The search got off to a slow start after five proposals received in October in response to a request for proposals from Rock Region didn't meet requirements. The project was rebid, and three proposals for that request qualified.

Waters & Co. received a notice to proceed earlier this month.

The Dec. 13 meeting will "trigger them getting the information they need from this group, and they'll be able to start the process and go and start to advertise and attract and do whatever they do as an executive search firm," Wallace said Tuesday after the transit agency board's monthly meeting.

He said the existing senior staff led by acting executive director Wanda Crawford, who said she won't apply for the vacancy, are well positioned to continue projects begun under Varner's watch.

They include work related to grants and construction as well as two planning studies:

• A $175,000 transit-oriented development study to look at private development in the transit agency's main hub, the River Cities Travel Center at Capitol Avenue and Cumberland Street in Little Rock.

• A $100,000 streetcar strategic planning study.

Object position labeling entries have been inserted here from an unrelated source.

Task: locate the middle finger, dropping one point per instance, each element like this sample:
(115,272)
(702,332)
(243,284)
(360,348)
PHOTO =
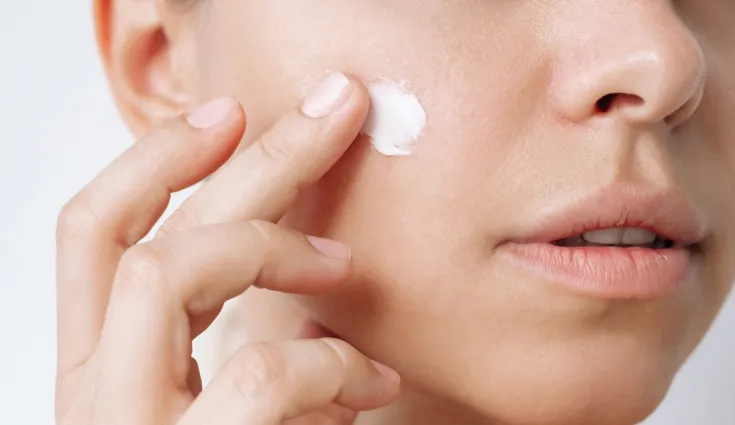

More ambitious initiatives will have to wait for a new executive director, Wallace said.

"There may be projects in the future that we hope a new executive director might take on -- expansion of the system, another at dedicated local funding, those sorts of things," he said. "We won't jump back into those conversations until a new person is in place. It just makes sense to wait until we have that person."

Varner, who was hired in 2013, resigned in August to become a regional vice president of First Transit of Cincinnati, which contracts primarily with municipalities to run their transit systems. He drew an annual salary of $140,000 at Rock Region.

Under Varner, Rock Region, formerly known as Central Arkansas Transit, adopted its new name, began the transition to a bus fleet powered by compressed natural gas rather than diesel, launched a new website and real-time arrival information system, made free Wi-Fi service available on its buses and streetcars, created a strategic planning committee and began a program to expand and improve its network of bus-stop shelters.

Notably, the campaign to create a dedicated tax devoted to transit -- a one-fourth percentage point increase in the county sales tax -- was rejected by voters in 2016.

Had the tax passed, the agency would have expanded regular bus service and put in limited bus rapid transit routes on high-traffic corridors in Little Rock.

Bus rapid transit features larger buses with platform stops that foster development and has some portion of the roadway dedicated to the buses.

The agency draws most of its operating funds from its city and county partners, which Varner has said limits what Rock Region can do to improve service.

Of its $18 million operating budget for 2018, about $13.3 million comes from the cities of Little Rock, North Little Rock, Sherwood and Maumelle and from Pulaski County. Of that total, Little Rock contributes the largest amount, or $9.2 million.